Episodes from a Cosmopolitan Project: Bauhaus Encounters and Resonances
Dr. Regina Bittner, Director, Academy of the Bauhaus Dessau Foundation Bauhaus
In October 1934 Jack Pritchard met Walter Gropius and his wife at Victoria Station in London. Jack Pritchard founder of the Isokon Ltd. welcomed the prominent couple and offered them an apartment in the Lawn Road Flats, designed by Wells Coats. This in 1934 opened service houses became a preferred destination and temporary place to stay for artists and intellectuals from Europe, a kind of ‘arrival city’. The episode serves as point of departure of the talk, sketching out moving networks between various actors, objects, ideas and places, where the Bauhaus school resonates within different cultural context. Taking Walter Benjamin`s conception of translation as conceptual frame, the lecture doesn`t present a homogenous system of the Bauhaus unchanged by its transnational journeys, rather reveals the misunderstandings, resistances and hindrances in the migration process of modern design and architecture.

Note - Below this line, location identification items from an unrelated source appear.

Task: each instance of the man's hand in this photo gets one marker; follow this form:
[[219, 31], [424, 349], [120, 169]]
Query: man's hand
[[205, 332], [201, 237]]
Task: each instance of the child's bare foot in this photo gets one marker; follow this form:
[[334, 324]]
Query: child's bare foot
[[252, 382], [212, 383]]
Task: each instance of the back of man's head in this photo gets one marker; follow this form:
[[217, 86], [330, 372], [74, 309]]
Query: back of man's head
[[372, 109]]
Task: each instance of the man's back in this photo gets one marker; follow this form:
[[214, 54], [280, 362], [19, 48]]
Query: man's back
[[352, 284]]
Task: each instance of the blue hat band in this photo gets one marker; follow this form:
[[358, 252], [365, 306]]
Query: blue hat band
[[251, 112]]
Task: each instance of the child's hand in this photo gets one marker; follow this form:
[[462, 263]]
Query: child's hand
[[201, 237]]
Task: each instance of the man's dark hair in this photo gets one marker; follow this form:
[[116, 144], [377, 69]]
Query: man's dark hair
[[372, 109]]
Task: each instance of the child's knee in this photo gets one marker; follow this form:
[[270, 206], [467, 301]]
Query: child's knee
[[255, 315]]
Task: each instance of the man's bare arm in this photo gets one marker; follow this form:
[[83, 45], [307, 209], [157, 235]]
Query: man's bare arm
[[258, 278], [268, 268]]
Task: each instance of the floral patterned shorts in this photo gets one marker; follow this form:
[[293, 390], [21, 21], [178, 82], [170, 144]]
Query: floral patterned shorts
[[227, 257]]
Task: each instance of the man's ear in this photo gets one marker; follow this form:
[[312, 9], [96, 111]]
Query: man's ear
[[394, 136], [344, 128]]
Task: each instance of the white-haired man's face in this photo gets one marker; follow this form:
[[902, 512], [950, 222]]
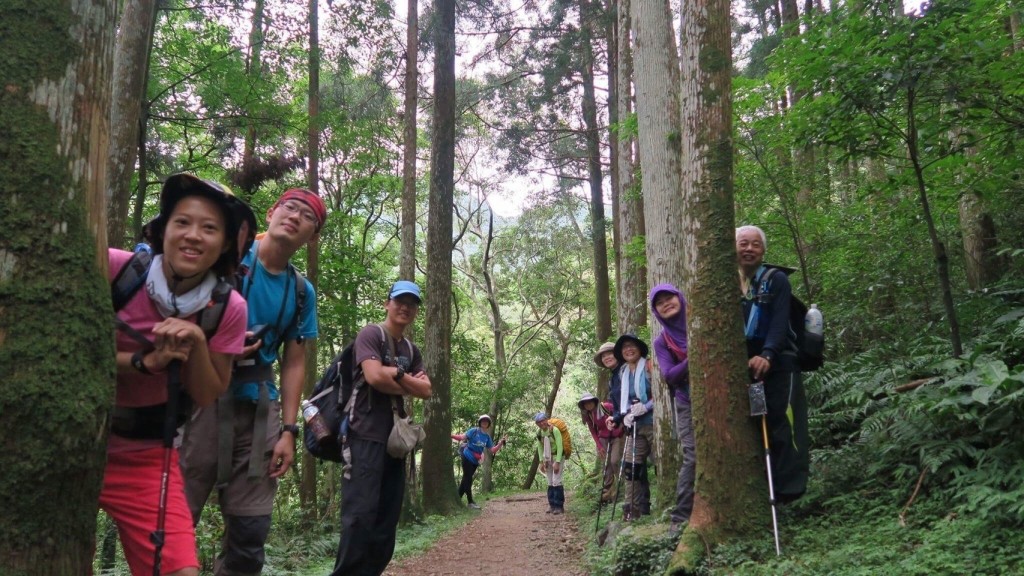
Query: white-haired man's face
[[750, 248]]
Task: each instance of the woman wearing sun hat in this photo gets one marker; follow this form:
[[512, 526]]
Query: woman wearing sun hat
[[201, 233], [476, 439]]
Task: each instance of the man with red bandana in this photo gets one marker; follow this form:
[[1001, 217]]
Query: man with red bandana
[[244, 443]]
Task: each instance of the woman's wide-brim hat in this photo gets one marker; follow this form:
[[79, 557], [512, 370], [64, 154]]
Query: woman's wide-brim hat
[[587, 398], [240, 219], [630, 338]]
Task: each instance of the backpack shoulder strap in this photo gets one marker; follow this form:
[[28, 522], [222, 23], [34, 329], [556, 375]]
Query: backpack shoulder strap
[[765, 280], [210, 317], [130, 278], [301, 298]]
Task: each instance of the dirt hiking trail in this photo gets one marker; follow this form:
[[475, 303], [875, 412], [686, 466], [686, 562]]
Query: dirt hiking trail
[[511, 536]]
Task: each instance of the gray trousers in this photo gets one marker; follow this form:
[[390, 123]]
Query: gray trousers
[[687, 471]]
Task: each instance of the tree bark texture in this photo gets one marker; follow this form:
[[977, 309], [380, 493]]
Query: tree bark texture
[[731, 487], [611, 29], [656, 78], [56, 385], [598, 232], [307, 488], [631, 290], [131, 65], [438, 479], [408, 260], [254, 70]]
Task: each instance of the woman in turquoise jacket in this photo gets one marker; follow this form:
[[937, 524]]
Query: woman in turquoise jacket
[[476, 441]]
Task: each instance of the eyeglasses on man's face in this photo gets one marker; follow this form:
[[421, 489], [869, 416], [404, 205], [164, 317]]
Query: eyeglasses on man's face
[[304, 213]]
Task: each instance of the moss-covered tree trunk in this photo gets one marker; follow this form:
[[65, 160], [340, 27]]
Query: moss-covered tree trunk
[[589, 18], [731, 496], [56, 339], [438, 479], [131, 67], [631, 273], [307, 487], [656, 77]]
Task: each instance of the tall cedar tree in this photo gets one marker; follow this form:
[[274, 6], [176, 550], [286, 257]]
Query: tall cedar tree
[[731, 492], [438, 479], [56, 383], [656, 78]]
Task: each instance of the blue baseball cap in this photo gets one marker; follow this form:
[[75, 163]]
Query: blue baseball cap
[[404, 287]]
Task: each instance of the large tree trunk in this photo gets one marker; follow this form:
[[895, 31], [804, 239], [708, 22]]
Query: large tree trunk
[[656, 77], [407, 259], [602, 320], [307, 489], [731, 488], [56, 385], [407, 265], [131, 65], [611, 21], [438, 479], [631, 289], [982, 263]]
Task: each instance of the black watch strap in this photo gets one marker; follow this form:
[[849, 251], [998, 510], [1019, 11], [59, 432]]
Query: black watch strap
[[138, 364]]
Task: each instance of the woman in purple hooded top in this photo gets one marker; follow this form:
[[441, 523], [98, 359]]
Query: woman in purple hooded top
[[669, 306]]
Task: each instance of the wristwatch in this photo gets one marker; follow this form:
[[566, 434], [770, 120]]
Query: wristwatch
[[138, 364]]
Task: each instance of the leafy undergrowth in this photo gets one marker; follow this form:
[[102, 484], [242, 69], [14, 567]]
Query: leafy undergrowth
[[858, 537], [861, 537]]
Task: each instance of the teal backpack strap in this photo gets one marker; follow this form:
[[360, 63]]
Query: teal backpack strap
[[130, 278], [301, 299]]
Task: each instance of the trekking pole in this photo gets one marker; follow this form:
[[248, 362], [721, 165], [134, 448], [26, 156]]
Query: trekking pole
[[600, 494], [619, 484], [633, 474], [170, 426], [759, 407]]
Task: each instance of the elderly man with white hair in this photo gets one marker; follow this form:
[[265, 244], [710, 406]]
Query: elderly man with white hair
[[771, 351]]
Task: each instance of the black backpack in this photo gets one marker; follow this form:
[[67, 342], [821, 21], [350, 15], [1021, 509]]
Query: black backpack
[[334, 396], [810, 355], [331, 396]]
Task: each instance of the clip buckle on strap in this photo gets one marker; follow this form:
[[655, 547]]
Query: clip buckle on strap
[[257, 462]]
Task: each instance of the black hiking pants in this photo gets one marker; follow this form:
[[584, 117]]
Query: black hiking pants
[[371, 506], [466, 487]]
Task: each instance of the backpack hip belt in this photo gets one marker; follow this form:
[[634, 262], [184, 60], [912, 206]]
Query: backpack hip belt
[[252, 373], [142, 422]]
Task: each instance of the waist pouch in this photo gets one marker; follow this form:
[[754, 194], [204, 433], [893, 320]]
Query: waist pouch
[[146, 422], [247, 379]]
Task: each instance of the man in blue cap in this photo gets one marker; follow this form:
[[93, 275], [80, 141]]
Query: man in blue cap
[[373, 492]]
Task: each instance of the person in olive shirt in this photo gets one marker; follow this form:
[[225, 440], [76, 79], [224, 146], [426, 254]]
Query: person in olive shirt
[[373, 492]]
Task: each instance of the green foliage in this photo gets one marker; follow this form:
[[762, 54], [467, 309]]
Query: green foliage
[[952, 421], [858, 537]]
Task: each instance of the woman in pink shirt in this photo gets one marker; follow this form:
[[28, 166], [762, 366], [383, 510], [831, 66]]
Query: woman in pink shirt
[[197, 242]]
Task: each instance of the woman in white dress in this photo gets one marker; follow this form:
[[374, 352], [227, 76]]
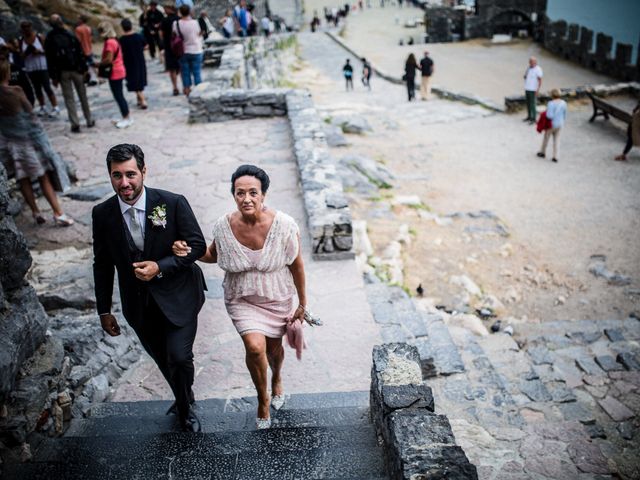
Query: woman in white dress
[[259, 250]]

Regina Bittner (PhD) studied cultural theory and art history at Leipzig University and received her doctorate from the Institute for European Ethnology at the Humboldt Universität zu Berlin. As head of the Academy of the Bauhaus Dessau Foundation she is responsible for the conceptualisation and teaching of the postgraduate programme for design and global modernism studies, the Bauhaus Lab and the Coopdesignreserach programme. She has curated numerous exhibitions on the architectural, urban and cultural history of modernism as well as on the Bauhaus. She has been the Deputy Director of the Bauhaus Dessau Foundation since 2009. Along with her teaching at the Bauhaus Master Coop Design Research, the Bauhaus Lab and at the Dessau Institute of Architecture, Bittner has been invited to numerous international conferences as well as to be a member of juries and curatoriums. Since 2018 she holds a professorship for Art History at the Martin Luther University Halle. The main focal points of her work in research and teaching are architecture and design theory and history, the modern era and migration, the cultural history of modernism and heritage studies. Her most recent curatorial and publication projects include Craft becomes modern. The Bauhaus in the making (in collaboration with Renee Padt 2017), In Reserve. The Household! Historic Models and Contemporary Positions from the Bauhaus. (in collaboration with Elke Krasny) and The Bauhaus in Calcutta. An Encounter of the Cosmopolitan Avant-garde (in collaboration with Kathrin Rhomberg, 2013).